Climax.
(France, 96 minutes - about half of which are just insufferable)
Dir. Gaspar Noé
Starring: Sofia Boutella, Romain Guillermic, Souheila Yacoub, Kiddy Smile
Programme: Midnight Madness (North American premiere)
Master provocateur Gaspar Noé has well earned his status as
a love-him-or-hate-him director. He wears his notoriety like a badge of honour
after 2002’s Irréversible polarized
cinephiles with its real-time rape scene, 2009’s Enter the Void had folks laughing in the aisles with a grand finale
that imagined conception seen from the inside of a character’s cervix, and
2015’s 3D sexapalooza Love shot a bit
too much pleasure in audiences’ faces. Noé’s latest romp Climax is arguably his best film—if only because it isn’t complete insufferable trash. I actually loved nearly 30 minutes of it, which is more than I can say for the rest of Noé's filmography combined.
The dance party that begins the film, however, is a
full-blown riot. The first 30 minutes of Climax
might be the most impressive and technically accomplished work of Noé’s career.

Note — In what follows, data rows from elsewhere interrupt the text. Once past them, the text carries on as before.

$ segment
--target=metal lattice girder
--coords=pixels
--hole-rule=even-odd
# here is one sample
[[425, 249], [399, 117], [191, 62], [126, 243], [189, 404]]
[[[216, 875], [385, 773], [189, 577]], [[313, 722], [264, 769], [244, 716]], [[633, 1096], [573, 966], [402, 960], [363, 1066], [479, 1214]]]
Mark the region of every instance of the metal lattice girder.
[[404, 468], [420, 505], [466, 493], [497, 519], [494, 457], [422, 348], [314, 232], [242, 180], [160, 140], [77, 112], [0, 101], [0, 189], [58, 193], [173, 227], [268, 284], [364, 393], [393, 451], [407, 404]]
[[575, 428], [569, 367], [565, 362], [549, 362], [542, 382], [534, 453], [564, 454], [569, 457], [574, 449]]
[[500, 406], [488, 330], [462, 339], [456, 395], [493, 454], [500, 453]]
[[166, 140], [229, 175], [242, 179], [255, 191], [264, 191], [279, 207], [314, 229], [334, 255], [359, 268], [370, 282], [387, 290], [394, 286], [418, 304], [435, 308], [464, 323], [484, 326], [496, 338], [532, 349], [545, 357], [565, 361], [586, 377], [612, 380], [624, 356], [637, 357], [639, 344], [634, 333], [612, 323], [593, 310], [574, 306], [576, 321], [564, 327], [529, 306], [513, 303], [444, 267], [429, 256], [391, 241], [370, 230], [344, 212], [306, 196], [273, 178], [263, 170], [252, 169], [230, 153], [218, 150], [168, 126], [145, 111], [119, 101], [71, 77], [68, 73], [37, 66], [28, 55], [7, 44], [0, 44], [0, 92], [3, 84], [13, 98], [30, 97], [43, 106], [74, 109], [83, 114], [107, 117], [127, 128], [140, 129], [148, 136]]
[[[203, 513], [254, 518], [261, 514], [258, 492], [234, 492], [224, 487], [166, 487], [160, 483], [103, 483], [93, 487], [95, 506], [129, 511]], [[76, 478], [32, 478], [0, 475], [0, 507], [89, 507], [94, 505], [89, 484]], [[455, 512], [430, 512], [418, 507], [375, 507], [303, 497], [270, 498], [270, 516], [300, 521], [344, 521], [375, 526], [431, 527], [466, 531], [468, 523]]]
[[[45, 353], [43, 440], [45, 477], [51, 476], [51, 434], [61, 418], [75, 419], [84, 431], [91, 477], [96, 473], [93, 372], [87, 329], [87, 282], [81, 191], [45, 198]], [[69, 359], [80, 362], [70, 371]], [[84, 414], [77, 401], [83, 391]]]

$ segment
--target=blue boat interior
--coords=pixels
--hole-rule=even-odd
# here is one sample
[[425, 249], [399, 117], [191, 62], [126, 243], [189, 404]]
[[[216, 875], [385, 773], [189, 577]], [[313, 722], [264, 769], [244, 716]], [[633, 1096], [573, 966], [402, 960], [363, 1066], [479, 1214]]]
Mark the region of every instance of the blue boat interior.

The film watches the young dancers rehearse their latest number as the camera
captures them from spectacular vantage points. Even before the acid kicks in, Climax is a head-trip as the camera
cranes around the dance floor like an all-seeing eye. The gyrations, twerks,
crunches, and twirls have a hypnotic thrill as the camera dances to the beat
with the ensemble.
Filmed with a diverse cast of mostly non-actors drawn from
dance clubs and YouTube channels, along with Kingsman’s Sofia Boutella, Climax
has an energetic and intoxicating ensemble. By the end of the film’s first act,
one’s pulse will be racing. It’s a complete high.
Things are fun for a while when the kids put their drinks up
and unwind, but as Climax descends
into nightmarish mayhem, Noé’s dark side emerges and the film devolves into the
same tiresome misogyny that makes his work so tawdry. The film is gratuitously
violent as the drugs bring out the worst in the dancers. It brings out the
worst in Noé, too, since the characters who are subject to the cruelest pain
are women, people of colour, and queer dancers. There is something just so off
putting and repugnant to all this misery.
Climax is
undeniably the work of a master filmmaker. But it’s also solid proof that the
rule of the auteur needs to go. Only someone as ballsy and defiant as Noé would
even try to pull it off, yet Climax
could have been a much better film had someone in the production had the sense
of stand up to Noé’s instance to push the envelope so gratuitously far. The
film’s a riot for about half an hour, and then it becomes insanely outrageous,
provocative, and off-the-wall bonkers, if only for the sake of it. Climax might be the wildest
booze-fuelled party Noé has ever thrown, but the hangover is so torturous that
it might be the bender that helps one kick him for good.